De un modo que enlaza con la enorme hendidura provocada por el “último de los espectáculos museísticos” (la intervención de la artista colombiana Doris Salcedo sobre el suelo de la Sala de Turbinas de la Tate), la extensa franja roja de Wilfredo Prieto secciona, atraviesa de un lado al otro el espacio galerístico, develando pertinazmente los escombros, la suciedad, las grietas, las cicatrices que hay debajo: la catástrofe que ya ha tenido lugar.

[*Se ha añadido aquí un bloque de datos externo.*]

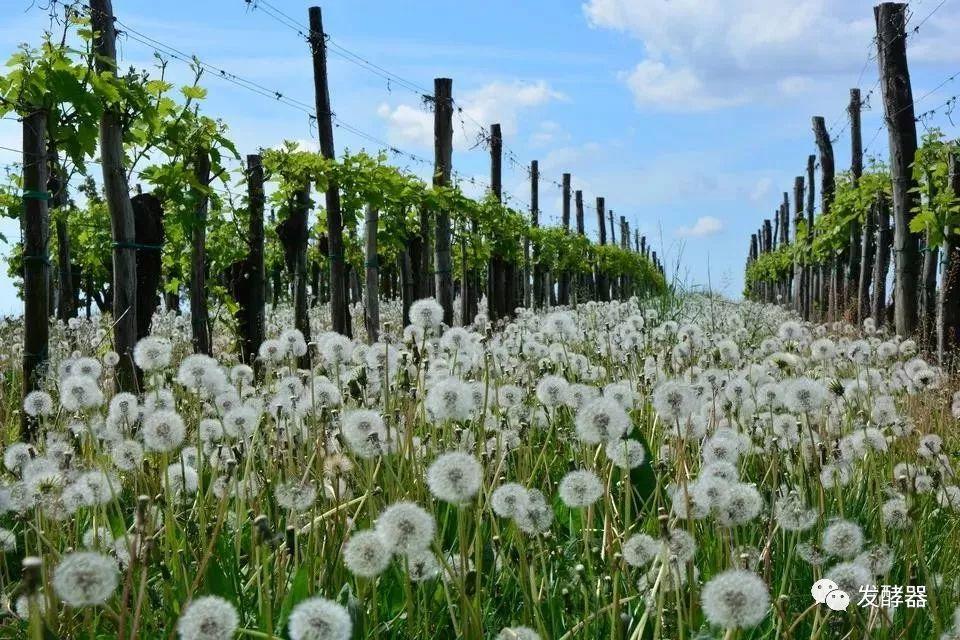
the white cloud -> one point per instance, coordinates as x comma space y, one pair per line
655, 85
707, 54
704, 226
501, 102
762, 189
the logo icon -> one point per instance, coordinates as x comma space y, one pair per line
821, 588
826, 591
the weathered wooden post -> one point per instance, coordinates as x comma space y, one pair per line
855, 252
531, 269
882, 261
948, 299
372, 317
563, 287
827, 190
251, 316
901, 128
36, 263
199, 316
583, 280
339, 309
799, 283
117, 191
603, 289
812, 276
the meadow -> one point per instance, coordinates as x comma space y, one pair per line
630, 469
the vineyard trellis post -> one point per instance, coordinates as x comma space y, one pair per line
927, 301
563, 287
57, 186
583, 279
827, 190
199, 318
530, 266
901, 129
443, 153
252, 316
799, 282
603, 291
867, 258
855, 248
496, 269
812, 276
882, 261
372, 317
339, 308
948, 300
36, 264
117, 192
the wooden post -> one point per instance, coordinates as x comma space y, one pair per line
811, 276
148, 224
827, 188
199, 317
563, 284
603, 290
57, 186
798, 281
867, 256
901, 128
495, 266
36, 264
442, 153
372, 318
339, 309
529, 267
927, 299
117, 191
948, 299
855, 255
882, 261
583, 280
252, 316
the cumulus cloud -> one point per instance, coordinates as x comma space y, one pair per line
708, 54
704, 226
656, 85
502, 102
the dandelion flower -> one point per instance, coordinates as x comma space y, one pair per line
843, 539
38, 403
506, 498
152, 353
163, 431
640, 550
85, 578
426, 313
735, 599
366, 554
406, 527
319, 619
208, 618
626, 454
602, 420
580, 488
454, 477
517, 633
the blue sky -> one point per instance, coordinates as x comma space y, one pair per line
690, 117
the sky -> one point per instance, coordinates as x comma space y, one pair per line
690, 117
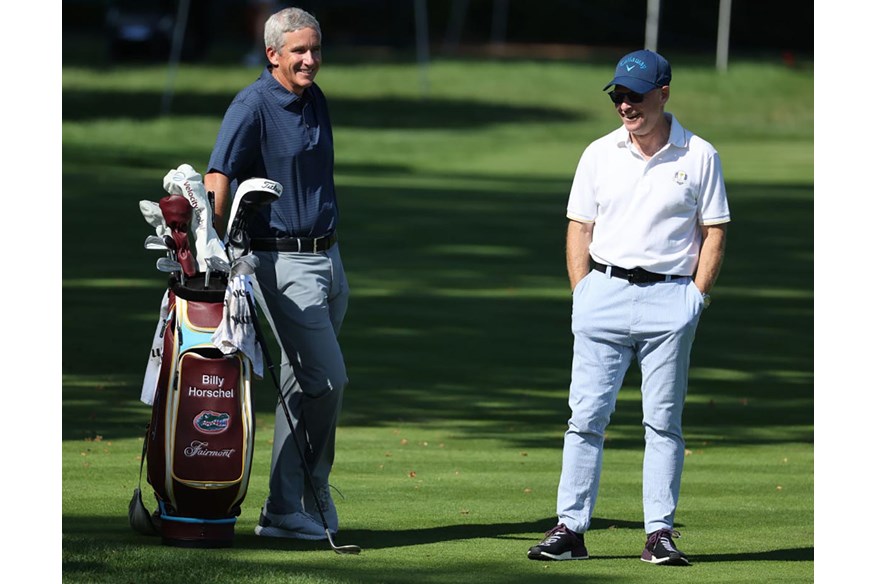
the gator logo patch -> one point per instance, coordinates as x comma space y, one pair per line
210, 422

Ambos “quiebres minimalistas” ejercen un mecanismo profundamente crítico y seductor, manifestando la necesidad de alterar las convenciones históricas (5) (inversión de disposiciones y cartografías hegemónicas) a través del polémico pero efectivo emplazamiento de lo espectacular, del gancho sensacionalista.

Con esta alfombra roja, evocadora de las entregas de premios, presentaciones y contiendas electorales, hasta el fenómeno de las ferias de arte donde el lujo y la opulencia adornan lo que pareciera ser un “mundo perfecto”, Wilfredo Prieto consigue una de sus más rotundas y contundentes creaciones, demostrando “que el artista debe ser aquel que aporte algo nuevo, diferente, algo personal a lo ya creado, a lo ya dicho”. Desde su postura de “no intervención”, y más allá del polvo que se oculta bajo el inmaculado glamour, privilegia, en cualquier caso, la participación y la palabra del espectador, extendiendo una amplia alfombra para todos.

Por. Wendy Navarro Fernández

Notas
(1) Cfr. Héctor Antón Castillo, “Wilfredo Prieto”, en Artnexus, Nº 58, Vol.4, 2005. p.130.
(2) Wilfredo Prieto, “Me interesan las obras de lectura instantánea y digestión lenta”, en ABCD las Artes y las Letras, 820, semana del 20 al 26 de octubre de 2007.
(3) Cfr. Héctor Antón Castillo, “Del cinismo virtual y otras lindezas”, en http://salonkritik.net/, noviembre 14 de 2007.
(4) Rosa Olivares, “El artista”, en Exit Express. Revista de información y Debate sobre arte actual, noviembre de 2007, p.5.
(5) Héctor Antón Castillo, Ídem.

Publicado en: Artnexus, Nº68, Vol.7, marzo-mayo de 2008, pp.114-115.